I’m confused about the best/accepted way to notarize multi‑page and multiple documents:

1) Can a notary certify one “bundle” that includes different document types together (IDs + bank statements + credit card pages + phone bills + payslips), and then I scan it as one file?

Or does IRCC expect separate certified true copies per original document?

I thought to certify + upload a bundle of documents for a certain section (proof of cohabitation, and then proof of relationship).

It’s asking for the name of the document as one of the certification requirements, so I want to understand if it’s possible to group similar documents together. How specific does the name need to be? If I’m grouping phone bills together, can it be from many time periods and each of our names?

2) For monthly documents (credit card “monthly activity”, bank statements, phone bills):
- Do you notarize each month as its own certified true copy, or can you combine multiple months into one certified copy set?
- If there are documents for two different people (me + my partner, different bank accounts/credit cards), can those be certified together, or should it be separate per person/account?

3) For people who were approved: how did your notary handle multi‑page docs?
- Did they stamp/sign every page, or only the first/last page?
- Did they write the certification wording on each page or just once per document (with page count, binding, initials, etc.)?

If you can share what you did and it was accepted by IRCC, that would really help. Thank you!!
 
Hi everyone, I’m preparing an Outland common‑law sponsorship, and I need to submit documents with translations, so I’m dealing with notarized “certified true copies”.

I’m confused about the best/accepted way to notarize multi‑page and multiple documents:

1) Can a notary certify one “bundle” that includes different document types together (IDs + bank statements + credit card pages + phone bills + payslips), and then I scan it as one file?
My own opinion (and experience, FWIW) - mind this is partly your own tolerance for cost and hassle:
-the critical ones to have translated and notarized are official docs - IDs, birth and marriage certificates, other things /mostly/ issued by government. Use your judgment. (Notaries may charge by the document so it will add up)
-for other things - which you've show here and that I'd classify as 'relationship evidence': first, go through and check that you really need all that. One or two of each type of document is usually sufficient, and consider - possibly - that some may not be needed at all.
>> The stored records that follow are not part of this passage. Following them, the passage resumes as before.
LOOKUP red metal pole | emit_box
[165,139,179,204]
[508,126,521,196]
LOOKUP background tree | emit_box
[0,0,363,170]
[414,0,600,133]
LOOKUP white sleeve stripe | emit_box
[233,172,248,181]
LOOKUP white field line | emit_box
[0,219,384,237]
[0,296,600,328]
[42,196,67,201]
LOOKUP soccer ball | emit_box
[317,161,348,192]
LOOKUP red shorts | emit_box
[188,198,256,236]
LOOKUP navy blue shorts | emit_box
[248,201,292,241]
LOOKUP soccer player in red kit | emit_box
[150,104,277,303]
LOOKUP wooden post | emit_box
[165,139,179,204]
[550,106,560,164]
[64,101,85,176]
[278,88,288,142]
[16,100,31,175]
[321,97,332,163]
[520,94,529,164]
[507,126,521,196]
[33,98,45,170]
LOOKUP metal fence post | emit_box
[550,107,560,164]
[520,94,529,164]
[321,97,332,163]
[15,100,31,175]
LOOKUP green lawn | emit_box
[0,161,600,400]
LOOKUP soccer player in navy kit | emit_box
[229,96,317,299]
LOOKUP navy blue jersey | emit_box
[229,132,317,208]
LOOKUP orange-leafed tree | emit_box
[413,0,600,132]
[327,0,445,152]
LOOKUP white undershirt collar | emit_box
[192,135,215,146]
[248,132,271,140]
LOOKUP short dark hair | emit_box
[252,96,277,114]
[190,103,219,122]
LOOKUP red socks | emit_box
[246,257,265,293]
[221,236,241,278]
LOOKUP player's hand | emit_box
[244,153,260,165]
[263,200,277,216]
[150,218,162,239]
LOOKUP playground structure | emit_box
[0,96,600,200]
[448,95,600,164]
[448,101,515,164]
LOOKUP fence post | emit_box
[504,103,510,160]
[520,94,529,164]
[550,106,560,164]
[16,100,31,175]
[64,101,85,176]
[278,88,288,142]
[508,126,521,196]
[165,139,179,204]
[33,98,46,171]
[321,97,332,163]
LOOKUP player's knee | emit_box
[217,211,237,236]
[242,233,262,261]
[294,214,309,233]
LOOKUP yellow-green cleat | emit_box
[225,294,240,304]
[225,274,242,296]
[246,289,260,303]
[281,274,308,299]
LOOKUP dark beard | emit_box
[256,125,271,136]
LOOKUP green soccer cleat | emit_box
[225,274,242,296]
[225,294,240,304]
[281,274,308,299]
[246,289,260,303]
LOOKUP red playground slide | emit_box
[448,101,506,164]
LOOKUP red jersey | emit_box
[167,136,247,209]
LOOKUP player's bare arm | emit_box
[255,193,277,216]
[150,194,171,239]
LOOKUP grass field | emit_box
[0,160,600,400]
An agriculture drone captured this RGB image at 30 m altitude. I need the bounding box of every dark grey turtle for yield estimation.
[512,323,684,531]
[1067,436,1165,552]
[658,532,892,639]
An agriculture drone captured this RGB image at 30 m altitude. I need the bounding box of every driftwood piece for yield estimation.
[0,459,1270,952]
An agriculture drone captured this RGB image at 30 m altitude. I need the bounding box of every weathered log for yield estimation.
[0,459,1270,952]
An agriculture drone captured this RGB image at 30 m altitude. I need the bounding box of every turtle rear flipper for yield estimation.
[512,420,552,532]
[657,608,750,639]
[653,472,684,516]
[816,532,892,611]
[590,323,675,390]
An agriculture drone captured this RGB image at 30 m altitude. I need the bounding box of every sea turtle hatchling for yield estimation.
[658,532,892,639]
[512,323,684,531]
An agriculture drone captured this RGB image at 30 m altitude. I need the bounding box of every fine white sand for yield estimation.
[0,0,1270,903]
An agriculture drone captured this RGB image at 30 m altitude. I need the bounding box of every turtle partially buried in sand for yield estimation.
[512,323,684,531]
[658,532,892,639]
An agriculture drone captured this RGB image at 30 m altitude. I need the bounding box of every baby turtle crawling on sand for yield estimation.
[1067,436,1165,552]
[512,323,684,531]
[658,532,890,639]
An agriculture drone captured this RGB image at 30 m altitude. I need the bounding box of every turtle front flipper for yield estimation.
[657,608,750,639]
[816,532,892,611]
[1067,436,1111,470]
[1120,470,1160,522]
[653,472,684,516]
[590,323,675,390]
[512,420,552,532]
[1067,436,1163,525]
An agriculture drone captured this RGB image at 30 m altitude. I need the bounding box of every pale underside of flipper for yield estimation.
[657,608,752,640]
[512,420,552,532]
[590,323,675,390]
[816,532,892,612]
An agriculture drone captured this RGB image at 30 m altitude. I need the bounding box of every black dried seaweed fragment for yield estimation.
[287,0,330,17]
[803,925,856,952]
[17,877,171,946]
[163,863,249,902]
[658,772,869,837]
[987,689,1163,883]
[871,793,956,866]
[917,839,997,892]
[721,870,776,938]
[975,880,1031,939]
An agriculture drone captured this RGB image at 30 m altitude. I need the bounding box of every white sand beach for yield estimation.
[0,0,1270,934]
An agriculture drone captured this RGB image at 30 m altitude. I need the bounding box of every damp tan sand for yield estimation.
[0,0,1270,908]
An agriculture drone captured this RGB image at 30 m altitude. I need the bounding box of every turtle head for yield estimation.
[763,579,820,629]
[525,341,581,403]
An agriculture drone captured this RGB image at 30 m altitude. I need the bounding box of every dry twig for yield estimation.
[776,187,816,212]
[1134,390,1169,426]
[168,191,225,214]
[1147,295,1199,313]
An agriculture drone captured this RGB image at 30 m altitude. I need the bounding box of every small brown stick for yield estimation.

This will depend on each file and what the issues are / what other proof you have of the relationship.
-Personally I did not have docs that weren't official notarized - and in some cases just had the first page translated (but with the 'this is a true translation / official stamp' that was standard locally for official translations. I did it this way because I know that in many countries, the 'notarization' part is mainly reserved for official documents. YMMV. If it's cheap enough to get both done (i.e. in a place that does translations and notarizations together), by all means, do that.

If it were a choice between reams and reams of similar docs, I'd prefer to spend the money on one or two pages of each (eg bank statement, phone bills) well translated and notarised than dozens of each.

-Actually for a few docs I didn't have translated (bank statement), as I had pretty good knowledge that the office handling our file knew the local language well enough - and after all, if it's a bank statement, it's pretty clear what debit/credit/balance is in many languages - and if the local language is a less obscure one (eg Spanish), less risk they'll have an issue. In some others (lease) I only had one page translated and the next few pages untranslated (and then left out the appendices that were irrelevant info) -now note, a notary might refuse to notarise a partial document.

Now caveat: our case was several years living together, married, with a joint child, etc. There was very, very little doubt that we had enough documentation about relationship aspects. I still provided far more than was really needed, so I perhaps played a bit more loosely on those parts. I'd basically only recommend doing so for things that are optional/supplemental. And again - YMMV, use your own judgment.

I also think these things could be lumped together in submissions like 'bank statements', etc.